Katzenhalter/innen scheinen für absurde Impfmythen besonders empfänglich zu sein. Dieser Eindruck drängt sich leider immer wieder auf, wenn man stichprobenartig in Webforen schaut.
Typisches Fundstück: Da erzählt eine Katzenhalterin, ihr neu erworbenes Rassekätzchen habe eine richtig schwere Impfreaktion erlitten.
(Der Tierarzt möchte das Kätzchen übrigens gar nicht mehr impfen.)
Jetzt überlege sie, eine Totimpfstoff-Kombi gegen Seuche-Schnupfen geben zu lassen. Mit Totimpfstoffen müsse die Katze dann aber alle sechs Monate nachgeimpft werden.
Du lieber Himmel. Wie kommen die Leute nur auf so einen Blödsinn? Wer hat das in die Welt gesetzt?
Wer glaubt, dass Totimpfstoffe (Impfstoffe mit abgetöteten Erregern) nur sechs Monate schützen, der sollte sich konsequenterweise beim Hausarzt zur halbjährlichen Nachimpfung zB gegen Tetanus, Diphtherie und Polio (= Totimpfstoffe) anmelden. Der Doktor würde staunen.
Tatsache ist: Auch Totimpfstoffe schützen Katzen sehr lange gegen Seuche. Das haben Scott und Geissinger in ihren zwei bahnbrechenden Studien zum Langzeitschutz nach Impfung mit einer Totimpfstoff-Kombi gegen Seuche und Schnupfen gezeigt.
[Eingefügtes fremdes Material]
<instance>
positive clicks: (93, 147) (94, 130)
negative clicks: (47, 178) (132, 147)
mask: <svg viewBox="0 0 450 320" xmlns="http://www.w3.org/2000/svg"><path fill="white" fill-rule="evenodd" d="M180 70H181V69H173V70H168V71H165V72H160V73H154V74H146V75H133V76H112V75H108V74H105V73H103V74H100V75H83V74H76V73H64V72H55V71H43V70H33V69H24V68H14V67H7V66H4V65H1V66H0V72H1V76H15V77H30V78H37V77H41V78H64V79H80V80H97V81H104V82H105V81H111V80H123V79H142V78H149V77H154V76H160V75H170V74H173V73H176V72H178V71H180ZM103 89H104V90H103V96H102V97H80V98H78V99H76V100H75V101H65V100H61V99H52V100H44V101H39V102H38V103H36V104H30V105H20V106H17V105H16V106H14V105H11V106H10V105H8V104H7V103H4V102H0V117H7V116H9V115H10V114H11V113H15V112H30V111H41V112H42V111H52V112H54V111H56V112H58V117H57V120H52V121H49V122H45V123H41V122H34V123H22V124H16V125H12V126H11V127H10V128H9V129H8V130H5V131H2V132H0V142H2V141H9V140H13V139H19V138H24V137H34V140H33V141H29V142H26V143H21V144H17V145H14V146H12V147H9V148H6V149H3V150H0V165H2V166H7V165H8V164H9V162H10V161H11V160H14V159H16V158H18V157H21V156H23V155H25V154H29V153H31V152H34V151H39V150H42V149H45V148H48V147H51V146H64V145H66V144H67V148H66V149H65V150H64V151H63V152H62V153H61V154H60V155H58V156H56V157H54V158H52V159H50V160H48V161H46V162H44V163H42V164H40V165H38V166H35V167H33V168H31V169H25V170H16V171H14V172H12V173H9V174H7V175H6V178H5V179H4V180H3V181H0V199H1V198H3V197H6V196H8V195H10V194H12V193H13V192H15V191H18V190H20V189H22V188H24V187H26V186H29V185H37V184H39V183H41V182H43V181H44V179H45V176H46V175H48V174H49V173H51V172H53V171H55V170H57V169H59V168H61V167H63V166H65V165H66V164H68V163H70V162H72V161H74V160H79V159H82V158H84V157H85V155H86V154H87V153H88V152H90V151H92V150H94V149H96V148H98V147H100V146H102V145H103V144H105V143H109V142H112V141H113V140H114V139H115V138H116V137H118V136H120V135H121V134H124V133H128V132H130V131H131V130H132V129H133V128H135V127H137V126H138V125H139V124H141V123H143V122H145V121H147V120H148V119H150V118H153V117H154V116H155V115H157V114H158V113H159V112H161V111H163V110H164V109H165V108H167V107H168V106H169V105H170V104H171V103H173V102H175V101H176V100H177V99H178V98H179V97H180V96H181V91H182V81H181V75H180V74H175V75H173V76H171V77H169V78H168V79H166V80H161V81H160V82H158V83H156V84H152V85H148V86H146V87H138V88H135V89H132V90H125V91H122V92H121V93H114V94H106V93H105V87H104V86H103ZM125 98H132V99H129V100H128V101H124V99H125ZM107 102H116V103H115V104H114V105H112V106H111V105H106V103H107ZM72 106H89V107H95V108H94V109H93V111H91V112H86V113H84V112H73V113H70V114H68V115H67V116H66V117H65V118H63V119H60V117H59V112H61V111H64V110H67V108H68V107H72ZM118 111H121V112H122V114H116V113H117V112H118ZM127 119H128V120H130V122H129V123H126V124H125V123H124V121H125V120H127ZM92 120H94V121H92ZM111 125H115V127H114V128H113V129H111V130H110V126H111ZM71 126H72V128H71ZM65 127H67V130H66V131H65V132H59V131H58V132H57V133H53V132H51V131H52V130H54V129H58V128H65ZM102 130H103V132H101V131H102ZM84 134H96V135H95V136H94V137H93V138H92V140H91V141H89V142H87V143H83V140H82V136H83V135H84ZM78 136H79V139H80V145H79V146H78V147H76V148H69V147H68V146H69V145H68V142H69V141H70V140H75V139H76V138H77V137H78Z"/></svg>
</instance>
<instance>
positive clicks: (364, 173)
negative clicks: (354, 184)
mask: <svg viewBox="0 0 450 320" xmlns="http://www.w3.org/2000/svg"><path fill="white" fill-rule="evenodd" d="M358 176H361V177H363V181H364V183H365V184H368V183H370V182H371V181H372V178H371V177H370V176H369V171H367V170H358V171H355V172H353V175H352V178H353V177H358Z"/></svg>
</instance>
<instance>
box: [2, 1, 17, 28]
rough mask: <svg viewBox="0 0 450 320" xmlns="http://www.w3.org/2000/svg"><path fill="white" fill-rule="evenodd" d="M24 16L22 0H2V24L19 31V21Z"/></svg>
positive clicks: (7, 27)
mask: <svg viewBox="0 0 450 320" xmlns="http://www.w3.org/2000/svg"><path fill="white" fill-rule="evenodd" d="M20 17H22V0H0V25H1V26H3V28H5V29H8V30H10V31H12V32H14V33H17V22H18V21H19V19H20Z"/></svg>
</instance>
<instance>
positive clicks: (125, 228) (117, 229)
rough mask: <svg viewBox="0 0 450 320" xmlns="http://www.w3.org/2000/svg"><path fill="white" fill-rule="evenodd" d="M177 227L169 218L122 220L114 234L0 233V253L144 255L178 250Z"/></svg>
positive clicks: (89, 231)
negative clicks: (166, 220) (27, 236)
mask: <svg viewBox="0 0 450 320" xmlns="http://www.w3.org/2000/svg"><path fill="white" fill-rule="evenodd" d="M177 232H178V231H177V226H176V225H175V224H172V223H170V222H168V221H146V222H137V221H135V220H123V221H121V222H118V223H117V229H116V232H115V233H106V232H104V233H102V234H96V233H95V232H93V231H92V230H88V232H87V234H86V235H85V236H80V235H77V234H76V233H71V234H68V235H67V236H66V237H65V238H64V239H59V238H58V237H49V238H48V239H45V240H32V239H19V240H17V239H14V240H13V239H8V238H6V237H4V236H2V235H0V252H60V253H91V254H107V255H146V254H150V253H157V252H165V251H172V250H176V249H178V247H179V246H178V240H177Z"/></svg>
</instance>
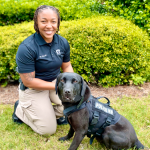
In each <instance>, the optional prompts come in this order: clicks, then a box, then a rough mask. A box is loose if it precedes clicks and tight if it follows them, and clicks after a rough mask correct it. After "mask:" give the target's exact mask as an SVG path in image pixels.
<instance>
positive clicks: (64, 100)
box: [63, 94, 75, 102]
mask: <svg viewBox="0 0 150 150" xmlns="http://www.w3.org/2000/svg"><path fill="white" fill-rule="evenodd" d="M74 99H75V97H74V96H71V95H68V94H65V95H63V102H74Z"/></svg>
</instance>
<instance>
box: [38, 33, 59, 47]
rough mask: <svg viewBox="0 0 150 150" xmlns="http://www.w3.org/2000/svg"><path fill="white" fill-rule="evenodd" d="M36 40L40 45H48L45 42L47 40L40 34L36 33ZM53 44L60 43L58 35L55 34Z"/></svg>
mask: <svg viewBox="0 0 150 150" xmlns="http://www.w3.org/2000/svg"><path fill="white" fill-rule="evenodd" d="M35 39H36V41H37V42H38V44H39V45H45V44H47V43H46V42H45V40H44V39H43V38H42V36H41V35H40V34H39V33H35ZM52 42H54V43H56V44H57V43H58V37H57V35H56V34H54V37H53V41H52Z"/></svg>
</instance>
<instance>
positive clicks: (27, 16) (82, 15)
mask: <svg viewBox="0 0 150 150" xmlns="http://www.w3.org/2000/svg"><path fill="white" fill-rule="evenodd" d="M94 3H95V0H88V1H86V0H82V1H81V0H63V1H62V0H55V1H53V0H45V1H43V0H36V1H32V0H28V1H27V0H7V1H4V0H0V25H1V26H3V25H9V24H14V23H20V22H22V21H31V20H33V16H34V12H35V10H36V9H37V7H38V6H40V5H51V6H55V7H56V8H58V9H59V11H60V15H61V19H62V20H74V19H81V18H85V17H89V16H91V14H92V13H93V14H95V13H94V12H91V7H92V6H93V5H94ZM93 11H94V10H93Z"/></svg>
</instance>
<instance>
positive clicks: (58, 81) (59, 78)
mask: <svg viewBox="0 0 150 150" xmlns="http://www.w3.org/2000/svg"><path fill="white" fill-rule="evenodd" d="M57 92H58V96H59V98H60V99H61V101H62V104H63V105H64V109H65V110H64V114H66V115H67V117H68V122H69V124H70V130H69V133H68V134H67V135H66V136H65V137H62V138H60V139H59V140H62V141H65V140H68V139H70V138H71V137H72V136H73V135H74V132H75V136H74V139H73V142H72V143H71V146H70V148H69V150H76V149H77V148H78V146H79V144H80V143H81V141H82V139H83V138H84V136H85V135H88V136H89V137H90V135H89V133H90V131H92V130H93V131H94V132H92V134H93V135H94V137H96V139H97V140H98V141H99V142H100V143H102V144H104V145H105V146H106V148H107V149H114V150H118V149H128V148H132V147H135V148H136V149H144V146H143V145H142V144H141V142H140V141H139V140H138V138H137V136H136V133H135V130H134V128H133V126H132V125H131V123H130V122H129V121H128V120H127V119H126V118H125V117H123V116H122V115H120V114H118V113H117V112H116V111H115V110H114V109H112V108H111V107H110V106H109V100H108V104H104V105H102V104H101V103H98V100H97V99H96V98H94V97H92V96H91V93H90V89H89V87H88V86H87V84H86V83H85V82H84V80H83V78H82V77H81V76H80V75H78V74H76V73H61V74H60V75H59V76H58V77H57V82H56V93H57ZM91 99H93V100H92V101H93V102H92V101H91ZM93 103H94V104H95V105H96V106H97V108H98V109H99V108H100V109H101V110H100V111H101V112H102V113H104V111H105V112H106V111H107V115H105V116H106V118H107V121H106V122H105V123H104V124H103V125H101V126H103V127H104V128H101V127H100V129H99V127H98V126H97V125H96V128H93V127H94V126H95V125H93V124H94V122H96V123H97V120H98V118H102V117H100V116H101V115H100V116H99V114H98V116H97V115H95V114H94V119H93V120H92V121H90V119H89V118H90V117H91V113H90V112H89V109H90V108H91V107H93V105H92V104H93ZM98 109H97V110H98ZM96 112H97V111H96ZM94 113H95V112H94ZM114 114H116V116H117V117H116V119H117V121H116V122H115V121H114V120H115V119H114V118H115V117H114V118H113V117H112V116H113V115H114ZM112 118H113V119H112ZM109 120H110V121H109ZM110 122H112V124H111V123H110ZM101 129H102V130H101ZM92 140H93V139H92V138H91V141H92Z"/></svg>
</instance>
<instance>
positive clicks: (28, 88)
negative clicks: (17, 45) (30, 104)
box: [20, 82, 33, 91]
mask: <svg viewBox="0 0 150 150" xmlns="http://www.w3.org/2000/svg"><path fill="white" fill-rule="evenodd" d="M26 89H30V90H33V89H32V88H29V87H26V86H25V85H24V84H23V82H21V83H20V90H22V91H25V90H26Z"/></svg>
Der Seucheschutz war noch 7,5 Jahre nach der Impfung exzellent. Laut Scott und Geissinger ist davon auszugehen, dass er lebenslang anhält.
Der Schutz gegen die Schnupfen-Erreger Herpes- und Calicivirus war nicht so gut, aber das liegt an der Art der Erreger. Schnupfen-Impfstoffe schützen nicht vor Infektion und Symptomen, bestenfalls haben die geimpften Katzen mildere Symptome als ungeimpfte. Das gilt für frisch geimpfte Tiere genauso wie für solche, deren Impfung schon lange zurückliegt.
Beispielsweise Calici: Bei Kätzchen, die drei Wochen nach Impfung mit Calici-Lebendimpfstoff einer Belastungsinfektion ausgesetzt wurden, betrug die relative Schutzrate 64 Prozent, bei den Katzen in der Langzeit-Studie (Totimpfstoff, Belastungsinfektion 7,5 Jahre später) 63 Prozent.
PS: Die Geschichte erinnert uns an eine andere, die uns vor längerer Zeit in einem Katzenforum ziemlich entsetzt hat. Da berichtete eine Frau ganz stolz und überzeugt, an einer Schweizer Uni-Tierklinik würden chronisch schnupfenkranke Katzen alle halbe Jahre mit Totimpfstoff nachgeimpft. Die armen Tiere. Was sie davon haben sollen, ist völlig schleierhaft. Eine wissenschaftliche Basis hat dieses Impfprogramm jedenfalls nicht. Denn hätten Schnupfen-(Tot)impfstoffe einen therapeutischen Nutzen, also einen Nutzen für chronisch schnupfenkranke Katzen, wäre das der Fachwelt nicht verborgen geblieben.
PPS: Zwecks Impfsarkomverhütung sollten Katzen Seuche-Schnupfen-Lebendimpfstoffe erhalten. Totimpfstoffe enthalten Adjuvantien = erhöhtes Sarkomrisiko.